We addressed this issue by designing a normalization protocol based on the addition of external “spike-in” controls (23, 43). Changes in the relative frequency of these controls can be used to correct for total population size, thereby converting measurements of relative frequency to estimates of changes in absolute frequency. The spike-in controls are a set of 12 wild-type poliovirus clones that each have a unique pair of barcodes in the locations defined above. The titers of viruses derived from these plasmids were determined, and the viruses were diluted and pooled so that each of the 12 stocks was represented in a 2-fold serial dilution series spanning a 4,096-fold dynamic range (e.g., 212). Defined volumes of this pool were added to each viral supernatant prior to sample processing. Because the absolute numbers of barcodes amplified from the two samples are essentially equal, the relative frequency of spike-in barcodes is inversely proportional to the starting population size. In each experiment, we derived a standard curve from the signal on the spike-in control spots, which was used to normalize the fluorescence signal on the experimental spots (Fig. 6). Pilot experiments and dye flips with technical replicates from the same sample indicate that this normalization protocol was reproducible and accurate.
Fig. 6.
Normalization of microarray data using spike-in pools. Equal volumes of a spike-in pool of 12 barcoded viruses were mixed with two aliquots of the same barcoded viral stock. The two samples were labeled with either Cy3 or Cy5 as described in the legend to Fig. 5 and hybridized to the same microarray. The intensity ratio (M; log2Cy3 − log2Cy5) for each array element is plotted against its average intensity [A; (log2Cy3 + log2Cy5)/2]. Spots corresponding to spike-in viruses are shown as filled circles, and spots corresponding to experimental samples are shown as open circles.

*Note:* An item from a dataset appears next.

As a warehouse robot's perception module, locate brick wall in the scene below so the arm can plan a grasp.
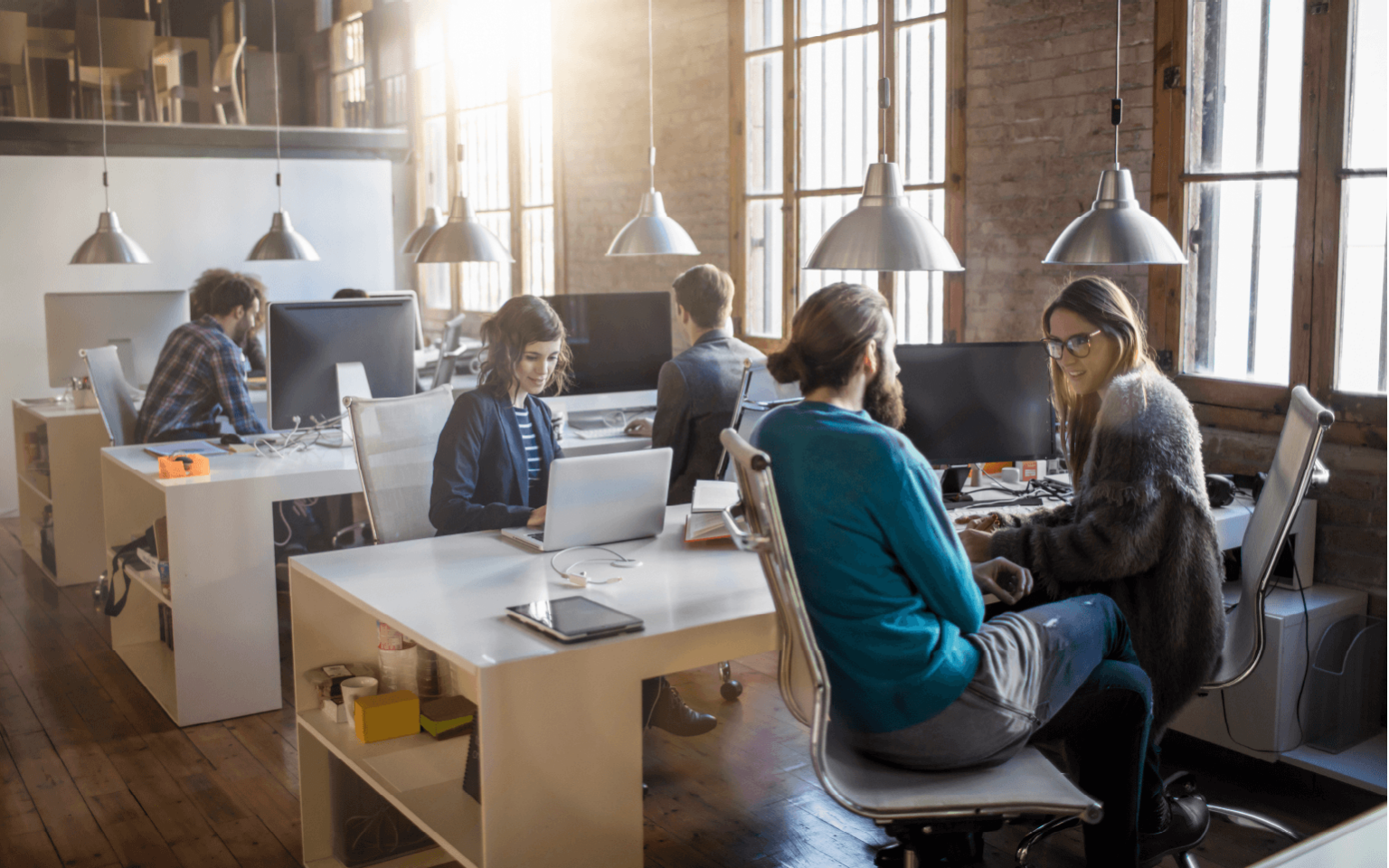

Measuring viral fitness by competitive hybridization.
Experimental approaches to viral evolution rely heavily on fitness measurements for inferences about the adaptive process and its molecular correlates. Direct-competition assays, in which a given variant is competed against a marked reference strain, measure relative fitness, and serial passage allows precise measurement of small fitness differences (31, 37). We used fitness assays as an approach to validate the performance of our microarray platform. As in our initial pilot studies, we used a barcoded guanidine-resistant strain to distinguish this variant by both plaque assay and microarray. We competed the strain, 5′ 182/3′ 202-C4605U, against a library of 40 barcoded wild-type variants. The competitions were carried out in the absence of drug. By measuring the decline of the C4605U variant relative to the wild-type competitors, we were able to determine the fitness cost of the drug resistance mutation.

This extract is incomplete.